Eighteen months later, I’m living in her beautiful Tribeca loft, spending most of my energy trying to get her to marry me. She keeps saying no. It’s getting pretty frustrating. I got the idea a few weeks ago that the reason is that she’s just not that attracted to me anymore. I have put on a few pounds--Naomi is a great cook. In desperation, I joined a gym and started working out. Even gave up the fries and beer for kale salads and protein shakes. But she still seemed, I don’t know, distant? I know she’s really busy at work, but I do try to help out around the house. She always wants to cook when she gets home. Says it relaxes her. We still have sex. I don’t know what she wants from me.

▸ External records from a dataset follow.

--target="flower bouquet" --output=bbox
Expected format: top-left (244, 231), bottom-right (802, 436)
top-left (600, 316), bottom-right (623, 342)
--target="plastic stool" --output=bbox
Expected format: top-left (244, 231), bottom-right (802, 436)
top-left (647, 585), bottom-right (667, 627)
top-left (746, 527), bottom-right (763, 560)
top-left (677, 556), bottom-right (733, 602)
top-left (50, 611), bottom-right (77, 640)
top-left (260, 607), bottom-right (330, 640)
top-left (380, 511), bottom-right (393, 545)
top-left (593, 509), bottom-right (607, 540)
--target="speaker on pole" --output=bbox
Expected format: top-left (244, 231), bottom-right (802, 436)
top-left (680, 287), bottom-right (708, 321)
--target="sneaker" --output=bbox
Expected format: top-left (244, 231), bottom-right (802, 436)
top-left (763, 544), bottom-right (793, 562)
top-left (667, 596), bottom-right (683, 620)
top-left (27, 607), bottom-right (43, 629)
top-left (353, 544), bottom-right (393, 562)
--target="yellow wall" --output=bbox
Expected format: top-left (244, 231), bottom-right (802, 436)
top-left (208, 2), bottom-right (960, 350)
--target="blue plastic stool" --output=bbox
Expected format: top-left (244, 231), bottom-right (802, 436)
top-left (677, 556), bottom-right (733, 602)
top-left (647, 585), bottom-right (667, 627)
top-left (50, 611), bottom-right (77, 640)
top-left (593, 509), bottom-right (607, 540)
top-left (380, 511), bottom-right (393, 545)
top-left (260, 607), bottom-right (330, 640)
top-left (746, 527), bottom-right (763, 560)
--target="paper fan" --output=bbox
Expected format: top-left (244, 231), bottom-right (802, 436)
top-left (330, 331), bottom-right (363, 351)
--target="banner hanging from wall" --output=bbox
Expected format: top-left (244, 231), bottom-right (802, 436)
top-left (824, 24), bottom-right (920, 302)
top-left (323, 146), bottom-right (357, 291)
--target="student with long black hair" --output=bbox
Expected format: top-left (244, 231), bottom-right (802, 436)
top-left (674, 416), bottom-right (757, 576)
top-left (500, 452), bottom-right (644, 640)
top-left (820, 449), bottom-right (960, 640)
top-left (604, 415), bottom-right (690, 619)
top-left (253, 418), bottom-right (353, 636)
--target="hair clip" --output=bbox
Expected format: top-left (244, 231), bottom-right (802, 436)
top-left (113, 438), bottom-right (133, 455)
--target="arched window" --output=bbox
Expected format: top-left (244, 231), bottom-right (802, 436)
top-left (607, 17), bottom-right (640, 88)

Last week, we lay in bed, tangled and sweaty, and I stroked her hair. “I miss you, baby. Why don’t you come to my gym? I know it’s a little farther, but we could work out together, you know? Grab a juice afterward. Talk?”
“I’m good,” she answered. That’s it. That was her WHOLE answer. I figured she still wants me to prove myself, so that’s when I got this idea. I found this engagement planner online. Her name is Molly and she’s pretty young, but she got a lot of experience in high school when she started her ‘promposal’ business. Yeah, that’s a thing: these elaborate, staged moments where kids ask someone to the prom. Anyway, now she’s expanding her business to planning marriage proposals. According to her website, she has a 100% success rate. Her latest plan: make Naomi think I’m cheating on her. Huh? She says it will make the moment all the more dramatic if Naomi thinks she’s losing me, then finds the complete opposite is true. I’m not sure about that, but I do like the proposal plan.
On Saturday, we are supposed to be going to this little off-off-off Broadway production of “Our Town,” in a warehouse in Bed Stuy, but Molly has arranged for the troupe to perform the scene from Carrie, that was happening when we met. Then I’m going to bring her on stage, where a bucket of M&M’s is going to pour over her as the cast sings our song: In Your Eyes by Peter Gabriel. While they sing, I get down on my knee and pop open the ring box which contains my great-grandmother’s Tiffany three-carat ring in a platinum setting. There’s no way she could say no to that. I mean, that’s fireworks.